La division générale a-t-elle commis une erreur de droit en ce qui concerne la date de commencement des prestations?

[22] Compte tenu du langage clair de l’article 69 du RPC, le versement d’une pension d’invalidité commence le quatrième mois qui suit le mois où le requérant devient invalide. La division générale aurait commis une erreur de droit si elle avait déterminé que le versement de la pension de l’appelante commencerait en avril 2013. Toutefois, le membre de la division générale n’a pas fait une telle conclusion. En fait, il n’a pas tiré de conclusion sur la date de commencement de la pension d’invalidité de l’appelante, et il a confiné sa discussion à la question d’incapacité continue entre octobre 2008 et novembre 2012.

[23] L’appelante a soulevé la question lors de l’audience.
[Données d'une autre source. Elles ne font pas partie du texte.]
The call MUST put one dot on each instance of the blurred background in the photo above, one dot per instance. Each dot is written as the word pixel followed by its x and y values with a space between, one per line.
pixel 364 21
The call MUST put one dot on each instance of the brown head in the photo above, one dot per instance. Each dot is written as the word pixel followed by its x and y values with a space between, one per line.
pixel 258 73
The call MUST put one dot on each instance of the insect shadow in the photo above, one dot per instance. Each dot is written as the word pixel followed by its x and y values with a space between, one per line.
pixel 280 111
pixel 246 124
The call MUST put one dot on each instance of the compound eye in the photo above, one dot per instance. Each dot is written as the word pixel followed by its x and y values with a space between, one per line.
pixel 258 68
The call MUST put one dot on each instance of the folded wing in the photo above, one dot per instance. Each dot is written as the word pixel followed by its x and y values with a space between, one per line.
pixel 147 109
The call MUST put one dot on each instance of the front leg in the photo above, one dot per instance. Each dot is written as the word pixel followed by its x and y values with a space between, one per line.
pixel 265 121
Elle a affirmé ne pas avoir reçu le versement pour mars 2013. Elle a mentionné qu’on n’avait pas répondu à ses demandes de renseignements à propos du versement de manière satisfaisante.

[24] Dans ses observations présentées à la division générale (GD9-6), l’intimé a accordé le point, mentionnant que [traduction] « selon l’avis du ministre, Mme S. A. devrait recevoir des prestations un mois plus tôt que la date d’abord établie. » La question doit déterminer si le manque de la division générale de tirer cette conclusion constitue une erreur de droit. La division d’appel considère que c’est le cas. La question avait été soulevée dans les observations des parties et lors de l’audience. Par conséquent, il s’agissait d’une question actuelle que la division générale aurait dû considérer. La division générale n’a pas respecté les dispositions de l’art. 69 du RPC quand elle n’a pas corrigé officiellement cette erreur. L’appel au motif de ce moyen d’appel est accueilli.

Conclusion

[25] La permission d’en appeler avait été accordée sur deux fondements. Premièrement, la division générale pouvait avoir manqué au principe de justice naturelle en participant excessivement à l’instance. Deuxièmement, la division générale avait commis une erreur de droit en affirmant que les versements du RPC commenceraient en avril 2013, cinq mois suivant la date que l’appelante a été réputée être devenue invalide. Pour les motifs susmentionnés, la division d’appel rejette le premier moyen d’appel. La division d’appel accepte le second moyen d’appel. Au titre de l’article 69 du RPC, le versement de la pension d’invalidité de l’appelante commence en mars 2013.

[26] L’appel est accueilli en partie.